Additionally, some baseline demographic and clinical characteristics, such as perimenopausal or postmenopausal status, lower satisfaction with perceived health status, and 2 parities, were also identified as risk factors for severe menopausal symptoms. Menstrual cycle disorders and menstrual volume changes affect women’s physical and mental health [1]. A study in China found that middle-aged women experience the first menstrual change earlier than their first menopausal symptoms by about 11.1 ± 9.2 months. If effective intervention is given during this menstrual change period, menopausal symptoms may be improved [34]. Our study also found that women with 2 children had the most severe menopausal symptoms, which was somewhat different from other studies [11]. This may be because when China implemented the 3-child policy, most of the participants in this study had passed the optimal childbearing age, so the number of people who had 3 or more children was only 7, which may have an impact on the research results. Further epidemiological surveys and fundamental research should be conducted to provide more evidence for clinical practice.

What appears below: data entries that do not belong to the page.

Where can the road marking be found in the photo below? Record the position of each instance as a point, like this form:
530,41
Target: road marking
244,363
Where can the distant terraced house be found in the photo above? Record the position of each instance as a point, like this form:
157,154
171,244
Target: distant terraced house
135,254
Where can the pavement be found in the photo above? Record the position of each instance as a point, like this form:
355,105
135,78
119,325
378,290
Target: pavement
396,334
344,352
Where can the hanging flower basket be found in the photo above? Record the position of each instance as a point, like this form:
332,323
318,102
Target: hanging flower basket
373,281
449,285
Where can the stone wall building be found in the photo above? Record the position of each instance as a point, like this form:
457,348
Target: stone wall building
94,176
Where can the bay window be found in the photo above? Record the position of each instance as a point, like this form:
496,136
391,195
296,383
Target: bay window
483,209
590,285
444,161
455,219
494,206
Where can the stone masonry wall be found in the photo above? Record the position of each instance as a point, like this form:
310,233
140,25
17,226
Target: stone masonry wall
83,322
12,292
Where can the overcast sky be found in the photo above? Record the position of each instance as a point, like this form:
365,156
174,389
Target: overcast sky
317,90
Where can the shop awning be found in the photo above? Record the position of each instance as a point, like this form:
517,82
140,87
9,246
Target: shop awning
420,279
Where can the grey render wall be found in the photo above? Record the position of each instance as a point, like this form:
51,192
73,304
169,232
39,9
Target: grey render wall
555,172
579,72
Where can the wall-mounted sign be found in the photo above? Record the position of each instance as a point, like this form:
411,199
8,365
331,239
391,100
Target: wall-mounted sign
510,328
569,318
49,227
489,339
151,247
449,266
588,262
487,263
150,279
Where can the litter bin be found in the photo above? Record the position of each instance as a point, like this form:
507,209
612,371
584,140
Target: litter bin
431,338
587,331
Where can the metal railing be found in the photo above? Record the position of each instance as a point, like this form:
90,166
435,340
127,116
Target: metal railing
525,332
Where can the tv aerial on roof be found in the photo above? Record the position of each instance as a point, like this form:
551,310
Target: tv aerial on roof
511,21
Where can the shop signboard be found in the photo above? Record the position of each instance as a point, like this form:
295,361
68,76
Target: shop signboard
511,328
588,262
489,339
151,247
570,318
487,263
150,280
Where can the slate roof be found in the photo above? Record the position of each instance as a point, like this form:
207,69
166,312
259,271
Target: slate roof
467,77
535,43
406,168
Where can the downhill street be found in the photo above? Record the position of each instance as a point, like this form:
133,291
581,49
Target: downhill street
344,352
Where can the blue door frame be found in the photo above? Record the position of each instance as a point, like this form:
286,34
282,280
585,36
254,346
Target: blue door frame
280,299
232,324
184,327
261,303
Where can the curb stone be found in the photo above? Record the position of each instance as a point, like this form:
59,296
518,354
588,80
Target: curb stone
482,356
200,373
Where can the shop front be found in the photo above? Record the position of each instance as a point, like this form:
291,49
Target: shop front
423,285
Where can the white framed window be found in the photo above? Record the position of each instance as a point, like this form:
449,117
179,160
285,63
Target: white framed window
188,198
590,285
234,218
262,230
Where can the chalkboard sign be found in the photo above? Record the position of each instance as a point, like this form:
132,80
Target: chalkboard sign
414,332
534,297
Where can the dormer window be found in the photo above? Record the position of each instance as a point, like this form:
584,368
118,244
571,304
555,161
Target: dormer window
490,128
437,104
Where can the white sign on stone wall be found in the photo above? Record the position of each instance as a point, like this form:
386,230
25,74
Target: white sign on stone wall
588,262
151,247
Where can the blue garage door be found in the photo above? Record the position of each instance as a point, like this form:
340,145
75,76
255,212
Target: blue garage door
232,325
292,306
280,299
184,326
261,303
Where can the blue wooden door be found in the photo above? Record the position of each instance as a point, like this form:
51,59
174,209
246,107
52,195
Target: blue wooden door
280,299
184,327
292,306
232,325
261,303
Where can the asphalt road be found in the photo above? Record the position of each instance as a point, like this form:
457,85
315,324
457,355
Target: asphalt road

In the process of modeling, we used the two-step algorithm proposed by Genuer et al. to select variables with RF [35]. Firstly, we ranked the 7 variables by sorting them in descending order of importance (physical activity level, menopausal status, perceived health status, parity, residence, marital status, and history of chronic disease). We then computed the OOB error rates of RF for the nested models starting with the most important variable (physical activity level), and ending with the one involving all important variables kept previously [35]. The top 4 variables (physical activity level, menopausal status, perceived health status, parity) that led to the smallest OOB error were selected for the construction of the model and used for interpreting the results. RF does not overfit and has no restrictions and assumptions on the data. It can rank the importance of the factors with high prediction accuracy, but its interpretation is poor [36]. The ordinal logistic regression can make a more intuitive explanation of the influencing factors [36]. This study combines RF and ordinal logistic regression modelling of menopausal symptoms. It provides a new modelling approach for similar studies.

To the best of our knowledge, the current study is one of few studies which has investigated the association between physical activity level and severity of menopausal symptoms in middle-aged women in northwest China using validated instruments [19]. The most special feature of this study was that the importance of factors was ranked by the RF. But some limitations exist. First, this was a cross-sectional design that did not permit assessment of the temporal and potentially causal relation of variables. Second, the data were self-reported; however, we used the usual methods in the literature. Third, potential selection bias could exist because the participants who completed the survey were those who had internet and smartphone access. Fourth, we investigated this association in only one region in China, so the generalization of our findings to other areas and ethnicities should be made with caution.

Conclusion

Our study showed that among middle-aged women in northwest China, a higher level of physical activity is associated with less severe menopausal symptoms. Based on RF ranking and screening, physical activity level was identified as the most important factor affecting the severity of menopausal symptoms. Our study provided useful information for physicians and policy makers on devising specific programs to encourage middle-aged women to do moderate to high levels of physical activity.